WHEN born-again Christian Patrick David Wong, 38, walked out of the Supreme Court this week, he was jubilant. Acquitted of manslaughter charges for the gruesome death of Brenda Wong Tze-kwan, he had spent almost four years in prison after years of addiction to gambling and hard drugs, particularly cocaine.
His pretty new wife Shirley, also a member of the charismatic religious sect, the Children of God, was by his side, also victorious. She had thrown herself at the mercy of the court, and pleaded her husband's innocence and they had accepted her faith in him.
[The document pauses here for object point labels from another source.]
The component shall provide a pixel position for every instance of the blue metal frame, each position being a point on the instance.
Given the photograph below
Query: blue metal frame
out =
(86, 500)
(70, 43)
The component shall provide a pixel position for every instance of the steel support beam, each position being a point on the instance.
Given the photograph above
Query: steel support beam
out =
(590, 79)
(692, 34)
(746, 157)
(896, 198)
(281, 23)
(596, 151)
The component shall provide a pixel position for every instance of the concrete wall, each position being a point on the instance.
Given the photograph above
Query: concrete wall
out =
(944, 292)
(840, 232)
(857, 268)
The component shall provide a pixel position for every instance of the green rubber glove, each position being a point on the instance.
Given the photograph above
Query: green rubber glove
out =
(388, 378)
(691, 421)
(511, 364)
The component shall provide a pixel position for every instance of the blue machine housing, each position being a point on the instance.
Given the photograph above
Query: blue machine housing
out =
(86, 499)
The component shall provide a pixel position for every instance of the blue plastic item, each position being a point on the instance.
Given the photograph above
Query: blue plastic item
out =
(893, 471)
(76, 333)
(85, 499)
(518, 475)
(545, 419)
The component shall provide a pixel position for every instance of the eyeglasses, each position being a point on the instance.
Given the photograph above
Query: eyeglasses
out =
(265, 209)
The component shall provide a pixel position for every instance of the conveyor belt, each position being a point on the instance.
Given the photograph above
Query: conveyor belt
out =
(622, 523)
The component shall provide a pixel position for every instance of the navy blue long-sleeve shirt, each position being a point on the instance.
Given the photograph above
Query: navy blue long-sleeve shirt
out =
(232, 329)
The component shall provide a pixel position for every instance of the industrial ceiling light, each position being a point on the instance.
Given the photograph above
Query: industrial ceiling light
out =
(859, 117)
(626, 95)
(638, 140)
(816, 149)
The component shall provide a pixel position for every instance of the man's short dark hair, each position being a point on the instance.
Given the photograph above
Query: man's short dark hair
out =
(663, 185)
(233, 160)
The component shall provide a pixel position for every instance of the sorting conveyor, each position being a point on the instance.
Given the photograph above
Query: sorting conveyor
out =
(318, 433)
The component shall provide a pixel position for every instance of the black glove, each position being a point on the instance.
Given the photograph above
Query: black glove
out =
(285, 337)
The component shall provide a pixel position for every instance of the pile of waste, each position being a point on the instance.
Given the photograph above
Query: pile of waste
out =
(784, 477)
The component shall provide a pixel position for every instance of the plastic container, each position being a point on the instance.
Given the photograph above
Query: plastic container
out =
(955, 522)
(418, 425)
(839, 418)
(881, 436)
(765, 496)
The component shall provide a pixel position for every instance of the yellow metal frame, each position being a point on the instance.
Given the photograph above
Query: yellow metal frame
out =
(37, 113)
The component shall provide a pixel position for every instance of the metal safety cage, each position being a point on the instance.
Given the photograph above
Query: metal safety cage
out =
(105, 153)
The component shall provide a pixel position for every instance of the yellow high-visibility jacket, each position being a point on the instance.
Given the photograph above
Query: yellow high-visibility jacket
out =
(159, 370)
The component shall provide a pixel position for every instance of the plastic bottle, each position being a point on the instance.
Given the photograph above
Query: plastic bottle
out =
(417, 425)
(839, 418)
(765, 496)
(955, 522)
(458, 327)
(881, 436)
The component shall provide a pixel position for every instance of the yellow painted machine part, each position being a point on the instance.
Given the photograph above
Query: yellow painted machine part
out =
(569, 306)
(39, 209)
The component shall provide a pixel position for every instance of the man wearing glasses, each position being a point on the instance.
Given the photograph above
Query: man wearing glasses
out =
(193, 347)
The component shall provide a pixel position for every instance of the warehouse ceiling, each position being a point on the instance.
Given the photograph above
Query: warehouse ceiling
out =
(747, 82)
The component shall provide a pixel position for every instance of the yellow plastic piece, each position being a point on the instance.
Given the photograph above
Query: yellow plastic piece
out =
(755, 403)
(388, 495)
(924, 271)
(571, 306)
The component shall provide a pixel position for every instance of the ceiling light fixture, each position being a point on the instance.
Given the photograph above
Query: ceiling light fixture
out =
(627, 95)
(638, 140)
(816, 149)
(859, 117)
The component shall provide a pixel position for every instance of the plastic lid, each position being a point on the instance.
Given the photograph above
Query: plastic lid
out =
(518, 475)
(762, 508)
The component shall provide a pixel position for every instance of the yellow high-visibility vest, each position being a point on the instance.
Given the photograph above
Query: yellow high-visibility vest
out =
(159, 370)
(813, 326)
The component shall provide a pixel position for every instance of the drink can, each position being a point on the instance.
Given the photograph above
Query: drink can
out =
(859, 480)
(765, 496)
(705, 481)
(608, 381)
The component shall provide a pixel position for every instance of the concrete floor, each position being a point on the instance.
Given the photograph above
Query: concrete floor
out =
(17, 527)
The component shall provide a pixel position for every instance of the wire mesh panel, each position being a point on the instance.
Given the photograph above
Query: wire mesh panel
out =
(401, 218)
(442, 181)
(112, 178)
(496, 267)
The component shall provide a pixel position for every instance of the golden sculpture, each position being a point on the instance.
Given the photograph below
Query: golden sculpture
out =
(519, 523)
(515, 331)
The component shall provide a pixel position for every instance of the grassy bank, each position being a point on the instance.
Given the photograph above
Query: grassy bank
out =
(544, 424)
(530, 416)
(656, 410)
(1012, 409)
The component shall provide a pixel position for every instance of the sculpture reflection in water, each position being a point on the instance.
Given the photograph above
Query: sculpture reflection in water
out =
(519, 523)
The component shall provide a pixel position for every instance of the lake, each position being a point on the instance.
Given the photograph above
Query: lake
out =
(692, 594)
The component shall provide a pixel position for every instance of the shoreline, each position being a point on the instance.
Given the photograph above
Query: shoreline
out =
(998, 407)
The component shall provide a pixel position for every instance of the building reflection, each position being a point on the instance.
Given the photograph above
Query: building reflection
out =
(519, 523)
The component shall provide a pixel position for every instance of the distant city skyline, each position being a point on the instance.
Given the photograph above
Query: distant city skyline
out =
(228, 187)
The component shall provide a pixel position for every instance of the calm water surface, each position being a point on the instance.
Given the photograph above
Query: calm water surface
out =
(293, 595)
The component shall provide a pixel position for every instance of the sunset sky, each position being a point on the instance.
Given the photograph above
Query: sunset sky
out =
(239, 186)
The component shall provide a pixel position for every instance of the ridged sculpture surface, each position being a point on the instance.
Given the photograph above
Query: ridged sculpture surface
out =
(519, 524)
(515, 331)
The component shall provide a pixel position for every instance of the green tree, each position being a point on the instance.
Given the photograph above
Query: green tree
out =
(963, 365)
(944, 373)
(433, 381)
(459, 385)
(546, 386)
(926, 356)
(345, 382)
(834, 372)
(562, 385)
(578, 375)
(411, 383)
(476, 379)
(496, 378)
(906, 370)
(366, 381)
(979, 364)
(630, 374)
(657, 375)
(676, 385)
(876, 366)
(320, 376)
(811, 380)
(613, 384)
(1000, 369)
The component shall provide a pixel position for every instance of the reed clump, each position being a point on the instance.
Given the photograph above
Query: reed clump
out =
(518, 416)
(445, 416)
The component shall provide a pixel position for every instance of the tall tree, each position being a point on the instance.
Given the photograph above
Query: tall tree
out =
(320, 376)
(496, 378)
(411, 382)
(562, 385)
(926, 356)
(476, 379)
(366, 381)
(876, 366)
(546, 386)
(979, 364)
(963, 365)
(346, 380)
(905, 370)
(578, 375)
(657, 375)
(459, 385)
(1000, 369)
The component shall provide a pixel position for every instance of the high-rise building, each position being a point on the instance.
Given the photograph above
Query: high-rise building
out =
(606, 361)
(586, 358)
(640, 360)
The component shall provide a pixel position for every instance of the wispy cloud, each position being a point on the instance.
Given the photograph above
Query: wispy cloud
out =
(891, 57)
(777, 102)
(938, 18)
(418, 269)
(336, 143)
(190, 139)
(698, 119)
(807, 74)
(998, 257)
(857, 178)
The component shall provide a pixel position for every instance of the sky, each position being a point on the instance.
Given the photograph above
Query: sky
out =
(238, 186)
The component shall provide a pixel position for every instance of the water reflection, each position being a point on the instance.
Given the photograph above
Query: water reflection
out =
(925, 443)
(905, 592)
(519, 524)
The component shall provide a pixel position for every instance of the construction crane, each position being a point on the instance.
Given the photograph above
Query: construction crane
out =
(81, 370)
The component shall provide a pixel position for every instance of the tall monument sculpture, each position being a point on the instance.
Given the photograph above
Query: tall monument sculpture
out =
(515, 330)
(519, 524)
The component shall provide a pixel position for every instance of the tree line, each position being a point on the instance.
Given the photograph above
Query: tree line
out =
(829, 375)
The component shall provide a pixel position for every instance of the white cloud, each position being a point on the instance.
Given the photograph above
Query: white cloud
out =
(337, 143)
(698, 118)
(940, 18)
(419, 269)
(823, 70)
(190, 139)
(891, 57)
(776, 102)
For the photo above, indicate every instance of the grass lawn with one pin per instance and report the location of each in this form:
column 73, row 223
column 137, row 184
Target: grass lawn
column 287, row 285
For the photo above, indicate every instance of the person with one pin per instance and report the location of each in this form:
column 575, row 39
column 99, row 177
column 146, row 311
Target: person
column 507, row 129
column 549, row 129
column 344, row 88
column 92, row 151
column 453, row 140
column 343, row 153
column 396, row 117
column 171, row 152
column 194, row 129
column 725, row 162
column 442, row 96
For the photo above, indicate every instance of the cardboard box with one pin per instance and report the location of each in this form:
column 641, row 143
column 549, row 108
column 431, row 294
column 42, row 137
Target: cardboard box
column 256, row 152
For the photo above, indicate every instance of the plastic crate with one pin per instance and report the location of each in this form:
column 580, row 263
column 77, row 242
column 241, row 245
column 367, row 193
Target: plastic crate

Now Patrick Wong let it be known, as he embraced his new bride for the benefit of the cameras, a new and reformed life lay ahead for him.
His life of drugs, gambling and womanising was behind him, he said, as was the flamboyance and the unproven allegations that he traded drugs in prison. ''God made me decide to marry,'' he said. ''We are in love. I am going to stay with her for the rest of my life. I have found real faith in God and I will stay with it.'' He said he would stay in Hongkong for a while and work for the voluntary Prisoners' Friends Foundation, in Sha Tin. Then the couple quickly departed the courts. Presumably, the former Catholic and chartered bus company driver has retreated into the welcoming arms of fellow members of the Children of God sect in Macau. But nobody is sure.
Patrick Wong has spent the past four years in jail but it's only recently that he has found a new God, and the cast of cynics in the two trials he has survived believe he has more likely fled from further prosecution.
About 200 yards away, protected from clicking cameras, another journey was being undertaken by the beautiful Kitty Yu Mo-ling, but not to freedom. Her next stop was a cell, a short ride she reportedly made unmoved and expressionless, to serve the remaining time of her seven-year sentence.
Her life was in ruins. She had spent her life savings to help feed Wong drugs and maintain his other addiction, gambling, particularly at the races. She had few friends, no money and only remnants of a reputation. Her association with Wong had led to herown addiction to cocaine and the humiliation of her rejection by Wong during their first trial for the murder of 28-year-old Brenda Wong Tze-kwan, in 1989.